CSEDU2026 - LLM-Based Rubric Grading for Programming Assignments: An Empirical Study [Appendix 1]

APPENDICES

A.1 Evaluation Grid

Evaluation rubric used in the assessment process (by both the instructor and the LLM-based system). The rubric is organized into four categories (first column), each associated with a percentage weight. Each category includes one or more specific indicators. For every indicator, a corresponding guiding question is provided (third column), and responses are evaluated according to predefined performance levels.
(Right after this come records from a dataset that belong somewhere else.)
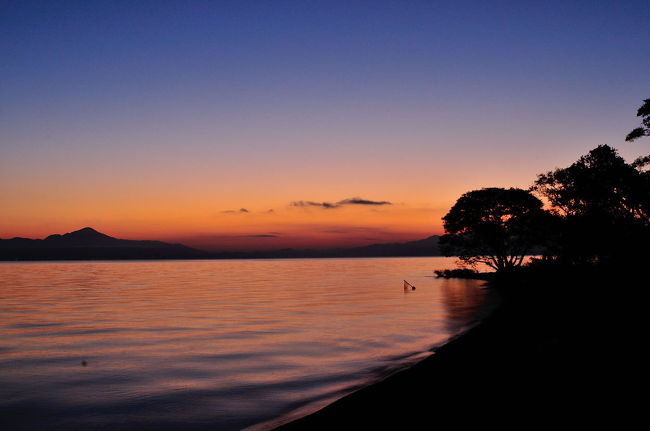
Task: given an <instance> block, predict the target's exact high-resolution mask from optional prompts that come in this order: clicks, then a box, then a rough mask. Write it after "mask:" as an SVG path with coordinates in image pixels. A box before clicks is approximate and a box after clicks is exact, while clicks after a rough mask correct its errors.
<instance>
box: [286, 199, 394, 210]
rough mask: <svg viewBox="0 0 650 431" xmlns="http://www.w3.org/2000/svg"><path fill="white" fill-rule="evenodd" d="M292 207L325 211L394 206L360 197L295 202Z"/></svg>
mask: <svg viewBox="0 0 650 431" xmlns="http://www.w3.org/2000/svg"><path fill="white" fill-rule="evenodd" d="M289 205H290V206H292V207H300V208H305V207H318V208H324V209H333V208H340V207H342V206H346V205H368V206H382V205H392V203H391V202H388V201H371V200H368V199H362V198H359V197H353V198H348V199H343V200H341V201H338V202H334V203H332V202H314V201H293V202H291V203H290V204H289Z"/></svg>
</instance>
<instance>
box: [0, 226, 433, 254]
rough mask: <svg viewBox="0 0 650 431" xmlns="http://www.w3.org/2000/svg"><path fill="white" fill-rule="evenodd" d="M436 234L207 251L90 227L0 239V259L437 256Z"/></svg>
mask: <svg viewBox="0 0 650 431" xmlns="http://www.w3.org/2000/svg"><path fill="white" fill-rule="evenodd" d="M439 255H440V252H439V250H438V236H436V235H434V236H431V237H429V238H425V239H422V240H418V241H410V242H403V243H390V244H372V245H368V246H363V247H351V248H332V249H282V250H271V251H246V252H208V251H204V250H198V249H195V248H192V247H188V246H186V245H183V244H172V243H168V242H163V241H151V240H129V239H119V238H114V237H111V236H108V235H106V234H103V233H101V232H98V231H97V230H95V229H93V228H91V227H85V228H83V229H79V230H76V231H73V232H68V233H65V234H62V235H60V234H54V235H50V236H48V237H47V238H45V239H29V238H20V237H16V238H12V239H0V260H122V259H124V260H130V259H253V258H301V257H391V256H393V257H398V256H439Z"/></svg>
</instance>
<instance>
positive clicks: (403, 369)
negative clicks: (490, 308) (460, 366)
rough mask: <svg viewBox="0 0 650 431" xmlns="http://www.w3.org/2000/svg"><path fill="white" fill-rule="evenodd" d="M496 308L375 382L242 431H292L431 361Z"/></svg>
mask: <svg viewBox="0 0 650 431" xmlns="http://www.w3.org/2000/svg"><path fill="white" fill-rule="evenodd" d="M498 307H499V305H496V306H495V308H494V310H492V312H491V313H490V314H489V315H488V316H484V317H482V318H480V319H478V320H477V321H475V322H473V323H470V324H468V325H467V326H466V327H465V328H463V329H462V330H461V332H459V333H457V334H454V335H452V336H451V337H449V338H448V339H447V340H445V341H442V342H440V343H436V344H434V345H432V346H431V347H430V348H429V349H427V350H426V351H423V352H422V353H423V354H424V353H426V354H427V356H426V357H424V358H421V359H419V360H416V361H414V362H412V363H409V364H401V365H399V366H396V367H395V368H394V369H393V370H391V371H389V372H388V373H386V374H385V375H382V376H380V377H379V378H378V379H377V380H373V381H371V382H368V383H367V384H362V385H361V386H358V385H355V387H354V388H353V389H350V390H349V391H347V390H346V391H344V392H345V394H344V395H342V396H333V397H330V398H329V399H328V400H326V401H325V402H315V403H310V404H306V405H304V406H301V407H299V408H297V409H295V410H292V411H290V412H288V413H287V414H286V415H285V416H281V417H278V418H275V419H271V420H268V421H264V422H261V423H258V424H255V425H251V426H249V427H246V428H244V429H243V430H242V431H273V430H284V429H285V427H288V428H287V429H293V428H291V427H292V426H293V424H294V422H301V421H302V420H303V419H305V420H307V418H309V417H311V416H312V415H316V414H319V412H321V411H322V410H326V409H328V408H330V407H331V406H333V405H334V404H337V403H338V402H339V401H342V400H344V399H345V398H348V397H353V396H354V395H355V394H356V393H357V392H360V391H364V390H371V388H372V387H374V386H376V385H379V384H381V383H383V382H384V381H386V380H388V379H392V378H399V377H398V375H399V374H401V373H403V372H406V371H409V370H410V369H412V368H414V367H416V366H418V365H420V364H421V363H423V362H425V361H428V360H431V359H432V358H433V357H434V356H435V355H436V354H437V352H438V351H439V350H440V349H443V348H444V347H445V346H447V345H448V344H450V343H453V342H455V341H456V340H459V339H461V338H462V337H464V336H465V335H466V334H467V333H469V332H470V331H472V330H474V329H475V328H477V327H479V326H480V325H482V324H483V322H484V320H486V319H488V318H489V317H490V316H491V315H492V314H493V313H494V312H495V311H496V310H497V309H498ZM333 413H335V414H336V413H337V412H333ZM315 420H316V419H315ZM301 426H302V425H301ZM307 426H308V428H305V429H313V424H307ZM300 429H302V428H300Z"/></svg>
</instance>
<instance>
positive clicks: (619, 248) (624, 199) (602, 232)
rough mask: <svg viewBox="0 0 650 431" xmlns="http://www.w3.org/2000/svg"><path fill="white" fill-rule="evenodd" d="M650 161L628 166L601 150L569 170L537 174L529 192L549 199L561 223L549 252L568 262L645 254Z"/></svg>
mask: <svg viewBox="0 0 650 431" xmlns="http://www.w3.org/2000/svg"><path fill="white" fill-rule="evenodd" d="M649 163H650V157H642V158H639V159H637V160H636V161H635V162H633V163H631V164H628V163H627V162H626V161H625V160H624V159H623V158H622V157H620V156H619V155H618V153H617V152H616V150H615V149H613V148H611V147H609V146H607V145H601V146H599V147H597V148H595V149H593V150H591V151H590V152H589V153H588V154H587V155H585V156H582V157H580V159H578V161H577V162H575V163H573V164H572V165H571V166H569V167H567V168H562V169H556V170H554V171H550V172H547V173H545V174H540V175H539V176H538V177H537V180H536V181H535V184H534V185H533V187H532V188H531V189H532V190H533V191H535V192H537V193H539V194H540V195H542V196H544V197H545V198H546V199H548V201H549V203H550V204H551V206H552V211H553V212H554V213H555V214H556V215H558V216H559V217H560V218H561V220H562V223H558V224H556V225H555V229H554V235H555V236H554V238H553V247H551V249H550V250H549V253H551V254H554V255H556V256H557V257H558V258H559V259H561V260H565V261H568V262H570V263H580V262H596V263H602V262H603V261H613V260H619V261H620V259H621V258H626V257H629V256H633V255H634V256H639V255H640V254H643V247H645V246H644V245H642V244H641V243H640V241H642V238H646V237H647V236H648V228H649V227H650V173H649V172H647V171H646V170H645V169H644V168H645V167H646V166H647V165H648V164H649Z"/></svg>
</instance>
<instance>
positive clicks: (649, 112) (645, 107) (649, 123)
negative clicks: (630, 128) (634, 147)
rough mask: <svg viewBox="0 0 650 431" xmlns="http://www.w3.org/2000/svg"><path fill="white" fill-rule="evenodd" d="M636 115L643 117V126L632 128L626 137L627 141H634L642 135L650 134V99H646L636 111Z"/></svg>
mask: <svg viewBox="0 0 650 431" xmlns="http://www.w3.org/2000/svg"><path fill="white" fill-rule="evenodd" d="M636 116H637V117H641V127H637V128H636V129H634V130H632V131H631V132H630V133H628V135H627V136H626V137H625V140H626V141H634V140H636V139H639V138H640V137H642V136H650V99H645V100H644V101H643V105H641V107H640V108H639V110H638V111H636Z"/></svg>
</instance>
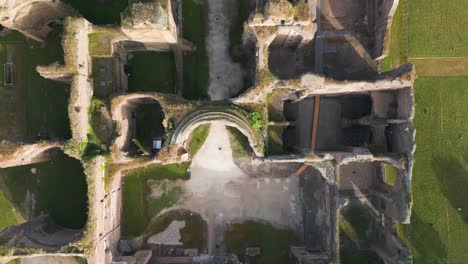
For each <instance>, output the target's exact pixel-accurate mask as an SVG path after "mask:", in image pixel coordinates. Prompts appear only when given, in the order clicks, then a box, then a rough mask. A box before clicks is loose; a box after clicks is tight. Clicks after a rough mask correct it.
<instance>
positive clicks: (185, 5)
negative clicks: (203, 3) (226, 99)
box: [182, 0, 208, 100]
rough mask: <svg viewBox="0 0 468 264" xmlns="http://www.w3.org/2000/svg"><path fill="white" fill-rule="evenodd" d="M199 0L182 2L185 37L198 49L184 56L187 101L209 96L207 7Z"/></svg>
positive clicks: (183, 34) (186, 54)
mask: <svg viewBox="0 0 468 264" xmlns="http://www.w3.org/2000/svg"><path fill="white" fill-rule="evenodd" d="M199 2H202V1H199V0H184V1H183V2H182V16H183V18H184V19H183V37H184V38H185V39H187V40H189V41H191V42H192V43H193V44H195V46H196V47H197V49H196V51H194V52H191V53H187V54H185V55H184V92H183V95H184V97H185V98H187V99H193V100H196V99H204V98H207V96H208V55H207V54H206V49H205V26H204V18H205V16H206V13H205V12H206V6H205V5H204V4H203V3H199Z"/></svg>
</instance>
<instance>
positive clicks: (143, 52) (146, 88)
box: [126, 52, 176, 93]
mask: <svg viewBox="0 0 468 264" xmlns="http://www.w3.org/2000/svg"><path fill="white" fill-rule="evenodd" d="M126 72H127V74H128V75H129V77H128V92H129V93H135V92H158V93H175V86H176V81H175V80H176V67H175V61H174V54H173V53H172V52H134V53H132V54H131V55H130V60H129V62H128V64H127V66H126Z"/></svg>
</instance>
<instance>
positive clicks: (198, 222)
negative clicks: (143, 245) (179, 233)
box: [143, 210, 207, 251]
mask: <svg viewBox="0 0 468 264" xmlns="http://www.w3.org/2000/svg"><path fill="white" fill-rule="evenodd" d="M172 221H185V227H184V228H182V229H181V230H180V235H181V242H182V243H183V244H184V247H185V248H198V250H199V251H203V250H204V249H206V247H207V245H206V241H207V239H206V236H207V226H206V223H205V221H204V220H203V218H201V216H200V215H198V214H195V213H191V212H188V211H181V210H174V211H170V212H167V213H164V214H162V215H160V216H158V217H157V218H155V219H154V221H153V222H152V223H151V224H150V226H149V227H148V228H147V229H146V230H145V234H144V235H143V238H144V240H147V239H148V238H149V237H150V236H152V235H154V234H157V233H160V232H162V231H164V230H165V229H166V228H167V227H168V226H169V225H170V224H171V222H172Z"/></svg>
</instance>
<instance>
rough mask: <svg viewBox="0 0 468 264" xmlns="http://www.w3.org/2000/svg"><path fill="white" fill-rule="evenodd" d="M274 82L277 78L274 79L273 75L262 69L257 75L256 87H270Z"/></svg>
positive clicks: (266, 70)
mask: <svg viewBox="0 0 468 264" xmlns="http://www.w3.org/2000/svg"><path fill="white" fill-rule="evenodd" d="M276 80H277V78H276V76H275V75H273V73H271V72H270V71H269V70H267V69H262V70H260V72H259V73H258V80H257V85H259V86H261V87H265V86H268V85H270V84H271V83H272V82H274V81H276Z"/></svg>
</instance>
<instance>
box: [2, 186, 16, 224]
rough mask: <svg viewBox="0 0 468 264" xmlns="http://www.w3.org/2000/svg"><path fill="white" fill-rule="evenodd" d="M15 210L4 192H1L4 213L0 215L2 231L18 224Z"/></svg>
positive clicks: (2, 207)
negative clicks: (14, 210)
mask: <svg viewBox="0 0 468 264" xmlns="http://www.w3.org/2000/svg"><path fill="white" fill-rule="evenodd" d="M2 186H3V184H2ZM14 210H15V209H14V207H13V205H12V204H11V203H10V201H9V200H8V199H7V197H6V196H5V195H4V193H3V191H2V190H0V211H1V212H2V214H0V231H1V230H3V229H5V228H7V227H9V226H11V225H15V224H17V223H18V222H17V220H16V217H15V211H14Z"/></svg>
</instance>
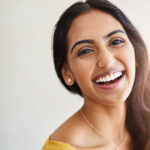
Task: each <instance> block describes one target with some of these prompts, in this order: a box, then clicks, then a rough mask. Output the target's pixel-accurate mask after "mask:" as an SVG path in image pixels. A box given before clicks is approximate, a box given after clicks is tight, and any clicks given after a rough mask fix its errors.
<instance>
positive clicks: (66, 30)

CategoryIndicatorQuestionLevels (0–5)
Correctness (weight: 60%)Functional CompletenessDoes the application correctly implement the basic and advanced tasks described in the assignment?0: Application does not correctly implement the required tasks.
1: Many basic tasks are missing or incorrect.
2: Some basic tasks are incomplete or partially incorrect.
3: All basic tasks are correctly implemented.
4: All basic tasks and most advanced tasks are correctly implemented.
5: All basic and advanced tasks are correctly implemented.
 RobustnessDoes the implementation correctly handle edge cases, errors, and abnormal conditions?0: No handling of edge cases or errors.
1: Error handling almost absent.
2: Minimal or incomplete error handling.
3: Main cases handled but some checks missing.
4: Most edge cases handled correctly.
5: All edge cases and errors identified and handled correctly.
 Design AutonomyDoes the solution include autonomous design choices or improvements not explicitly required by the assignment?0: Solution copied or nearly identical to examples or other submissions.
1: Mechanical solution replicating examples without meaningful adaptation.
2: Only the minimal required solution with rigid design.
3: Standard approach aligned with the assignment without extensions.
4: At least one autonomous design choice improving the project.
5: Multiple motivated design choices improving quality, flexibility, or robustness.
 Specification AdherenceWere the submission instructions (format, naming, required files, execution environment) respected?0: Submission not compliant or not evaluable.
1: Severe issues complicating evaluation.
2: Several instructions not respected.
3: Some formal inaccuracies but the project is evaluable.
4: Minor non-critical formal inaccuracies.
5: All submission instructions respected.
Maintainability (weight: 20%)ModularityIs the code divided into modules or functions with well-defined responsibilities?0: Completely monolithic code.
1: Nearly monolithic code.
2: Limited modularity; functions perform multiple tasks.
3: Sufficient modularity but improvable.
4: Good modularity with rare violations of the single-responsibility principle.
5: Highly modular code with clearly separated responsibilities.
 MaintainabilityCan the code be extended or modified without introducing significant errors?0: Code cannot be modified without rewriting.
1: Modifications extremely difficult.
2: Modifications complex and risky.
3: Modifications possible but require care.
4: Modifications possible with moderate effort.
5: Extensions and modifications are simple and safe.
Readability (weight: 10%)NamingAre variable, function, and class names clear and meaningful?0: Names incomprehensible or absent.
1: Misleading or confusing names.
2: Unclear or inconsistent names in several places.
3: Understandable but sometimes generic names.
4: Generally clear names with rare ambiguities.
5: Names always clear, consistent, and self-explanatory.
 FormattingDo indentation, spacing, and coding style improve readability?0: No readable formatting.
1: Severely inadequate formatting.
2: Disorganized formatting.
3: Acceptable but inconsistent formatting.
4: Clear formatting with minor imperfections.
5: Impeccable and consistent formatting.
Documentation (weight: 10%)DocumentationDo comments help understand the structure and behavior of the code?0: No comments at all.
1: Misleading or unnecessary comments.
2: Rare or not useful comments.
3: Comments present but limited.
4: Generally useful comments.
5: Clear, useful, and well-distributed comments.